Helene becomes director of the Buildings Department and works with architect H.P. Berlage and artists Bart van der Leck and Joseph Mendes da Costa on several major projects for Müller & Co., including St. Hubertus Hunting Lodge.
H.P. Berlage
The Buildings Department of Müller & Co, under Helene’s leadership, is on the top floor of Lange Voorhout no. 1. She has ambitious plans. Since her visit to Florence, she wants to show ‘how a merchant family from the turn of the century contributed to inner refinement’. She wants to build for the future. In June 1913, the architect H.P. Berlage joins the company. His first important commission is to design an office building for Müller & Co in London: Holland House.
Holland House by architect H.P. Berlage, circa 1916
For De Harscamp farm on the Veluwe, Berlage designs a new main building, chicken coops and a pigsty. He also works on the development of a model farm for another estate, De Schipborg near Anloo in Drenthe.
Farm 'De Schipborg' near Anloo (Drenthe), architect H.P. Berlage, circa 1917
Groot Haesebroek and Saint Hubertus
After the plans for Helene’s museum house on the 'Ellenwoude' estate come to a standstill, the Kröllers acquire Villa Groot Haesebroek in Wassenaar in 1915. Helene has had enough of the richly ornamented Huize ten Vijver and wants a more modern and austere home. Berlage produces a design for the renovation of the villa and also for the adjacent hunting house ‘Wildrust’, which is given a new function as living quarters for Sam. In late 1915, Berlage is commissioned to design a monumental country house where Anton can receive his guests: Saint Hubertus Hunting Lodge.
Villa Groot Haesebroek in Wassenaar by H.P. Berlage, 1916-17
On the advice of Bremmer, Bart van der Leck also joins the Buildings Department in 1914. Helene and Bremmer see the artist as a great innovator and want to give him all the space he needs. Among other things, he designs the monumental stained-glass window ‘Mijnbouw’ (Mining Industry) for the entrance hall of the company’s headquarters, a poster for the Batavier Line, tile decorations and advertising material for De Schipborg farm. He also carries out private commissions for the Kröllers. He provides colour advice for their residences and designs the typography for Helene’s collection folders with reproductions of artworks.
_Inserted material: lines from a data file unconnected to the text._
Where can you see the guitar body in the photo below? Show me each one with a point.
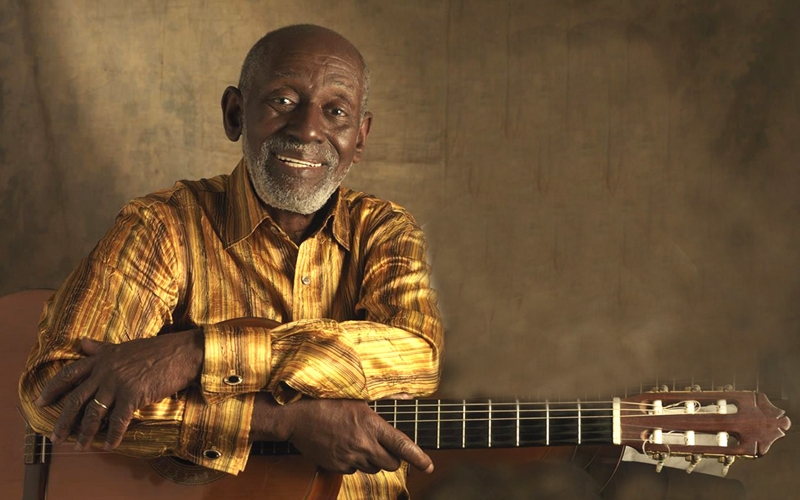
(477, 432)
(100, 476)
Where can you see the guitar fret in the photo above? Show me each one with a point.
(463, 423)
(490, 425)
(416, 419)
(438, 421)
(547, 423)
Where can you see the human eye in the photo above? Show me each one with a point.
(282, 101)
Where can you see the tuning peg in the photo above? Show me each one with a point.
(659, 458)
(694, 459)
(726, 461)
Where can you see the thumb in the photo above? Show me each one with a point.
(91, 346)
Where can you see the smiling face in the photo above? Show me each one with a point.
(302, 125)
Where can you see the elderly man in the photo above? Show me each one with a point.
(138, 336)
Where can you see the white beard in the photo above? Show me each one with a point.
(282, 191)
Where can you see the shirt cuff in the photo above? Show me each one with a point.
(317, 359)
(237, 361)
(217, 436)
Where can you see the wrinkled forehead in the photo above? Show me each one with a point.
(324, 54)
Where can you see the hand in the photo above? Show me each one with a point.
(340, 435)
(115, 380)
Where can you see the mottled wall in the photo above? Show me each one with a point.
(609, 187)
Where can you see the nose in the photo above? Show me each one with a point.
(306, 124)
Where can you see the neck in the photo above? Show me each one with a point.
(297, 226)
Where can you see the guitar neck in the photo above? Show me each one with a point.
(463, 424)
(472, 423)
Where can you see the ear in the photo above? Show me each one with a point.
(232, 113)
(363, 132)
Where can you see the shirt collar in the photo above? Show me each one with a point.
(245, 211)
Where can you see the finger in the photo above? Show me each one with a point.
(66, 379)
(383, 460)
(91, 346)
(73, 403)
(402, 447)
(93, 416)
(118, 422)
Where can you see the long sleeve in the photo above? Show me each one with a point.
(358, 316)
(123, 290)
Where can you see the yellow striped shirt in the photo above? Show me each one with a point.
(358, 316)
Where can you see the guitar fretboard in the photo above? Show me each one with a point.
(464, 424)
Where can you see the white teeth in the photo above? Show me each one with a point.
(297, 163)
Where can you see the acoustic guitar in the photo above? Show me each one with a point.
(715, 425)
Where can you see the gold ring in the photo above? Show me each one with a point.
(98, 403)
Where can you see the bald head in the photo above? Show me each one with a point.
(306, 36)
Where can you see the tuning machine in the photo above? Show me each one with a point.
(660, 458)
(693, 460)
(726, 462)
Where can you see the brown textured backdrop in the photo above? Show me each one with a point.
(610, 187)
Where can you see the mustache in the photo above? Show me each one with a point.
(324, 152)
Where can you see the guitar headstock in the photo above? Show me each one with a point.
(697, 424)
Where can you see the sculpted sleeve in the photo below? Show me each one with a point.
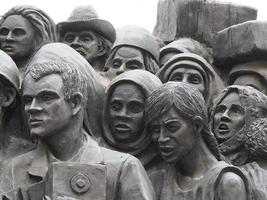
(133, 181)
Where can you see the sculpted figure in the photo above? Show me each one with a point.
(177, 119)
(23, 30)
(134, 48)
(192, 69)
(253, 74)
(124, 127)
(234, 110)
(55, 93)
(91, 36)
(184, 45)
(256, 168)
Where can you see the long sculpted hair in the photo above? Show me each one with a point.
(188, 102)
(43, 25)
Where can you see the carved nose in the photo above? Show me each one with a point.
(33, 108)
(121, 69)
(9, 36)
When his colour advice is rejected by Berlage in 1916, he terminates his contract. He wants more artistic freedom.
Bart van der Leck: Design for collection folders, 1915 / Color design for the art room in Groot Haesebroek, 1916-17 / Postcards 'De Schipborg', 1922 / Mining industry (stained glass), 1914-15 / Poster Batavier line, 1916 / Postcards 'De Schipborg', 1922
Monuments on the Veluwe
In 1915, Helene asks Joseph Mendes da Costa, whom she regards as the greatest sculptor of his time, to make a statue of the South-African general Christiaan de Wet. She has great respect for the men who fought to the bitter end for their country in the Second Boer War (1899-1902). Monument Christiaan de Wet is placed in ‘the Otterlo sand that most closely resembles some parts of South Africa’. She also asks Mendes da Costa to make a monument for Marthinus Steyn, another Boer leader and a close acquaintance of the Kröllers. With these commissions, Helene lays the foundations for her landscape park on the Veluwe as a ‘permanent monument where nature and art are singularly united’.
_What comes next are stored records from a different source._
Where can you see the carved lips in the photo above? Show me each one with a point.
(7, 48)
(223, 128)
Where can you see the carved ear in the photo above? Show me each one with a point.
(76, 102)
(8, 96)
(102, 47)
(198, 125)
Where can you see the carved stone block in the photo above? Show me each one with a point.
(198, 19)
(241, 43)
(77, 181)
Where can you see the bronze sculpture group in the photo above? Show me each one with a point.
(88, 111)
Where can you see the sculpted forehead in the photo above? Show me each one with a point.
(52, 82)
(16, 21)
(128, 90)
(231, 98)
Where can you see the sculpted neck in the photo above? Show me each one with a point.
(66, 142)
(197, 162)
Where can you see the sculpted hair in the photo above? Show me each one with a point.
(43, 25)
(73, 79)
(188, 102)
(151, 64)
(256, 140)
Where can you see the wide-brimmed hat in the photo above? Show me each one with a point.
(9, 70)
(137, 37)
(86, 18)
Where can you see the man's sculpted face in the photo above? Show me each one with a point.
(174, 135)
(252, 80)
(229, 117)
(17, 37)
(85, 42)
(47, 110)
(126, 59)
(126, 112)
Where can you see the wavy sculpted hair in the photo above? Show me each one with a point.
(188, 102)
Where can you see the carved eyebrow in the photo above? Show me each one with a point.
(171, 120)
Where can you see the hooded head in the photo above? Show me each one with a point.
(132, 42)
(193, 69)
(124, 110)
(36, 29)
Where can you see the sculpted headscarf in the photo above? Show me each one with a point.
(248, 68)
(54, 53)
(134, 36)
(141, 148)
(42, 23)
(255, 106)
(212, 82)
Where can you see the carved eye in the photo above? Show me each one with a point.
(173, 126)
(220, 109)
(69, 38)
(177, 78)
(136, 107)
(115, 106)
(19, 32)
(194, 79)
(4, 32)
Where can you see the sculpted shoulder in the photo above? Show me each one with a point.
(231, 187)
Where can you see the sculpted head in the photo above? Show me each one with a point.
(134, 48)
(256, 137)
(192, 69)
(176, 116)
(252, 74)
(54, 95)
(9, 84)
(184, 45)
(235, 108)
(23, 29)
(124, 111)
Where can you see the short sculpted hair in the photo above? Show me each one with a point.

Monument Christiaan de Wet in 'the Otterlo sand' by Joseph Mendes da Costa, 1915-1922
First catalogue of the collection
Helene has been making an inventory of her collection for some time. Four years earlier she writes to Sam of her hope ‘that it will be realized and I will just have to open my book to know every detail’. On 1 April 1917 the first official painting catalogue is complete. In it, Bremmer provides an alphabetical overview of the collection, which at that time consists of 408 works.